As a youngster I loved sports and playing outdoors. Baseball, soccer, basketball, hockey, skateboarding, and any other game we could drum up in the neighborhood. Most of the time, only the veil of darkness and the ring of the dinner bell got us in from the streets. It was during this time that BMX racing and riding grabbed my attention. In a big way.
A group of us kids started congregating in a vacant field next to the local 7-11 to ride. It became a daily ritual. And each day the number of riders grew. As our group of riders grew and changed, so did that vacant field. We transformed that vacant field into our very own BMX wonderland. We created a track. We built jumps. And we practiced. And practiced. And practiced. We were focused. Constantly pushing each other to outdo what the last person just pulled off. It was great. Incredible. What was once a group of ten, now was pushing thirty to fifty riders each day.
It kept us out of trouble. Just a bunch of kids doing it themselves and having a great time.
And as the group of riders grew, so did the amount of parents coming to “watch” and “observe” what we had created in that little vacant field.
Which was where it all started and eventually ended. It began with a one dad. One who started coming out to the field to add uniformity to our races. He brought a stop watch. He set up groups. He told us when to race. He told us how to race.
What was one dad, became two, then three, then five, and so on. Pretty soon we were having schedules provided to us on which days we would be racing and who would race against who. We were put into age brackets. Ability brackets. We were even informed that rules were being initiated on how and when you could ride on the track.
Before we could even wrap our heads around the rules and regulations that those “observing” parents had initiated – the city had stepped in to provide control and oversight to the proceedings. It was their responsibility to ensure that everyone was safe. And the more the “observing” parents and the city stepped in – the more rules and regulations that were implemented. The more rules and regulations that were implemented, the more our original group of riders began to drop off and disappear. Daily. Day after day. Until, finally no one came around to that vacant lot next to the 7-11 to ride anymore. And the vacant lot, once transformed, went back to being that vacant lot.

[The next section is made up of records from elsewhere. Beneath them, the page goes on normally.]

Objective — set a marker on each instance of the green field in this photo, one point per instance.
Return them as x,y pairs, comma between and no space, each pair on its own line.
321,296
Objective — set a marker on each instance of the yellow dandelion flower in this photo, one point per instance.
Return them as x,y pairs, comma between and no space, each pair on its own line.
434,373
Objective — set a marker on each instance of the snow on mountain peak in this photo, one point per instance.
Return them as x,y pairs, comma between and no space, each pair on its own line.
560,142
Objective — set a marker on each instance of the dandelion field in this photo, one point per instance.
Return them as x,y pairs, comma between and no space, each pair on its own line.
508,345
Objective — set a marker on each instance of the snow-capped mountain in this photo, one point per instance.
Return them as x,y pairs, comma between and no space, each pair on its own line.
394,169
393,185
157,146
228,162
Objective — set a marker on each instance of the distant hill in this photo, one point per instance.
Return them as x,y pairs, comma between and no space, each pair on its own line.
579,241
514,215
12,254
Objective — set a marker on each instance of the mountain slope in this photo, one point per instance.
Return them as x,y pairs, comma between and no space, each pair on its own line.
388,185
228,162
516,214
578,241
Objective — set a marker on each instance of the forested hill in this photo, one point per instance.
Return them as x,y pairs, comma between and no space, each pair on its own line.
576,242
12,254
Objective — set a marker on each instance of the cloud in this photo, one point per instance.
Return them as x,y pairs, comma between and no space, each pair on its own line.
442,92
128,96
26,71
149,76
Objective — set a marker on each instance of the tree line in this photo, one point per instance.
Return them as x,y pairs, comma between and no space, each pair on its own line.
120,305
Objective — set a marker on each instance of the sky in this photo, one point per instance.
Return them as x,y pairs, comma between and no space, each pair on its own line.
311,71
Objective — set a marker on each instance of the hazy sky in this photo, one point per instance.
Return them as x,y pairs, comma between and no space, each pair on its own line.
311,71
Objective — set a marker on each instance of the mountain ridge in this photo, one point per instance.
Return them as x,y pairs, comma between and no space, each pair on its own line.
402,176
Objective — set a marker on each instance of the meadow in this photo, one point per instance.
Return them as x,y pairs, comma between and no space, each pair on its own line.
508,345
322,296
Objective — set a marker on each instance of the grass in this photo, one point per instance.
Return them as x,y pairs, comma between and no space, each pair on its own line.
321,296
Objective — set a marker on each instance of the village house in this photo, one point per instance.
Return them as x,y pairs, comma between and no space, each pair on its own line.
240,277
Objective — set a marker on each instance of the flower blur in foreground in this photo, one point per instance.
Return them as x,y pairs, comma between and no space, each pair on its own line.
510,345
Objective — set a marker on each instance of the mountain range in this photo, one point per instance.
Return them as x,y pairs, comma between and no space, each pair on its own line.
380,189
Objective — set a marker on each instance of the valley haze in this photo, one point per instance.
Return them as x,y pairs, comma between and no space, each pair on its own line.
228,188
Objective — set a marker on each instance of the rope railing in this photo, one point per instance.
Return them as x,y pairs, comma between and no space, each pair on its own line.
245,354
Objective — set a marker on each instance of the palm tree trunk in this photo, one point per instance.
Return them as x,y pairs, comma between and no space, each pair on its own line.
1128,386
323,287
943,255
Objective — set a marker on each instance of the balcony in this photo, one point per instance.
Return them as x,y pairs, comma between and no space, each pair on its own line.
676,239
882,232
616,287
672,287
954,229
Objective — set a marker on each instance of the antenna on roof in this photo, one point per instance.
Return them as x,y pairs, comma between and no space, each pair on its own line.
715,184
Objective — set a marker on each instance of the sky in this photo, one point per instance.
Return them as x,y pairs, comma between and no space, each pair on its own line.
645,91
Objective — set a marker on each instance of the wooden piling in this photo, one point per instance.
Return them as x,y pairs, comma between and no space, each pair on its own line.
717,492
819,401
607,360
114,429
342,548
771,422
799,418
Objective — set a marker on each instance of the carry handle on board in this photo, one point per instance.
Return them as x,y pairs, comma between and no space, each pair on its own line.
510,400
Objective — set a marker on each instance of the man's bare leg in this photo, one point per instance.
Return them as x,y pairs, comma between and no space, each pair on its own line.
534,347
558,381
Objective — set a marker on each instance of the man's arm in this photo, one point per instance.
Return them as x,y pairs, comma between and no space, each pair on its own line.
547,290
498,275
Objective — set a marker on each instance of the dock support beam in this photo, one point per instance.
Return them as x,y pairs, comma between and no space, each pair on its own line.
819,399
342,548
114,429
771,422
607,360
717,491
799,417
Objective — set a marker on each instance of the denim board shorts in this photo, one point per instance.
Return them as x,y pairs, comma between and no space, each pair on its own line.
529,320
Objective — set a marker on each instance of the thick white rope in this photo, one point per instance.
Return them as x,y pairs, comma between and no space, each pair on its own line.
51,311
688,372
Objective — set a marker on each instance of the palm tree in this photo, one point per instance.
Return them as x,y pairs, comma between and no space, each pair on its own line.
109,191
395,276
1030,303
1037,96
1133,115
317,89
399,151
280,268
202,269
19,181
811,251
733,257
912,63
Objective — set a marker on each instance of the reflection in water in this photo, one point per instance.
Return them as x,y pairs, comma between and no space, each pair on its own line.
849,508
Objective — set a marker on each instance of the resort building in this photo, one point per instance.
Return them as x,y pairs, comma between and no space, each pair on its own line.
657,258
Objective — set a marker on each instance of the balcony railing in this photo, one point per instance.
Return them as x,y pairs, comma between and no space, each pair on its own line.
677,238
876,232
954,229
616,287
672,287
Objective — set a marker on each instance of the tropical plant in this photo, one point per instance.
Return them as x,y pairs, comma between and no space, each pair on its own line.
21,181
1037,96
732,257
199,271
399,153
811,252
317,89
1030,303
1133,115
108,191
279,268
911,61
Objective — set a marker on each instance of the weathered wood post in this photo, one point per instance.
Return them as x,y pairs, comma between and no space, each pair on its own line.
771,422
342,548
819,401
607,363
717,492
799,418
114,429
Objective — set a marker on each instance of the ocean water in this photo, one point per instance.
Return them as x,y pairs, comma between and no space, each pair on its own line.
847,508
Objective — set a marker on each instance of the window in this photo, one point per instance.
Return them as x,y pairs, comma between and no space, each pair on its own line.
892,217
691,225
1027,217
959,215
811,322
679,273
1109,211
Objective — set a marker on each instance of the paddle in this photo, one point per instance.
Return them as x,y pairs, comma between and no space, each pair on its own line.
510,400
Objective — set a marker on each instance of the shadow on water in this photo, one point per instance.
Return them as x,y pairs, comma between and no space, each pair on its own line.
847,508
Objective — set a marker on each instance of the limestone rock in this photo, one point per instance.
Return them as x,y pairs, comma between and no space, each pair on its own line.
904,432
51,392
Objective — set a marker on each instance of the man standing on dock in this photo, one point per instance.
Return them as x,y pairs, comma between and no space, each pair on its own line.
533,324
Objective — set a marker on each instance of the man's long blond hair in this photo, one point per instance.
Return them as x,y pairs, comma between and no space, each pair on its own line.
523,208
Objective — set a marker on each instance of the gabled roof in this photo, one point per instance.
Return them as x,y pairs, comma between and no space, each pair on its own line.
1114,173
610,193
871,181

Which, looking back, provides great lessons for leaders and leadership…
As leaders, we often want to step in on something when it starts going good. We want to provide oversight and take control of the situation. And in doing so, we can sometimes crush the spirit and enthusiasm for the work. For example, we talk about the importance of collaboration and teamwork in 21st century organizations. Yet, we often put so many parameters around and incorporate such heavy handed requirements that people avoid the collaborative process. Parameters and requirements that squeeze the most important part of the process right out of the process. Killing enthusiasm. Killing the work. Making people tired. Pushing people right back to status quo.
The leadership lesson to take from this is that we sometimes have to step back. We sometimes have to remove ourselves from the process. Understanding that our zeal to be involved can often be the undoing of the process. Of the work. As leaders, we have to understand where our efforts are needed, required, and to what level. Which is why leadership is as much an art as it is a science.